Ministers will today unveil guidance to heads on how to comply with a new legal duty to promote community relations.  Schools in rural or suburban areas will be urged to twin with multi-ethnic schools, for example by staging joint plays or sporting events.  Faith schools should link up with different denominations while those with no religious affiliation should arrange trips to churches, mosques and synagogues [As an aside, note how, in our brave new craven pro-Islamic and anti-Jewish Britain, the reference to 'mosques' in this report is placed before the reference to 'synagogues' - Bayith].  Schools should also bring together parents from different backgrounds by holding coffee mornings, curriculum evenings and parents and child courses.
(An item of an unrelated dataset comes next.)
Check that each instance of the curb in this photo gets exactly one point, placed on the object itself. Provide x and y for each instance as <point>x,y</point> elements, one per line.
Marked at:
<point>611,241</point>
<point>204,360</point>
Ofsted inspectors will be handed powers to check schools are meeting the new duty, which comes into force in September.  Those judged to be falling short face the prospect of their governing bodies being taken over by council hit squads or even being closed.

The law is aimed at preventing schools breeding prejudiced attitudes which could lead to extremism.  It is binding on all schools, although those with high proportions of a single faith or ethnic group will need to 'do more' than those with diverse populations.

The then Education Secretary Alan Johnson championed the requirement for schools to 'promote community cohesion' after abandoning plans for admissions quotas for faith schools.

Official figures show that, over-all, one in five schoolchildren is from an ethnic minority - a doubling of the numbers in a decade.  But 5% of primary schools - 750 - have no ethnic minority pupils while 360 have more than 50%.

However, heads are concerned at the additional burden the duty will place on schools.  They said schools cannot be expected to solve society's problems and the extra regulation will further detract from the core task of education children.  Mick Brookes, general secretary of the national Association of Head Teachers, said: "This new duty seems like another stick to beat schools with".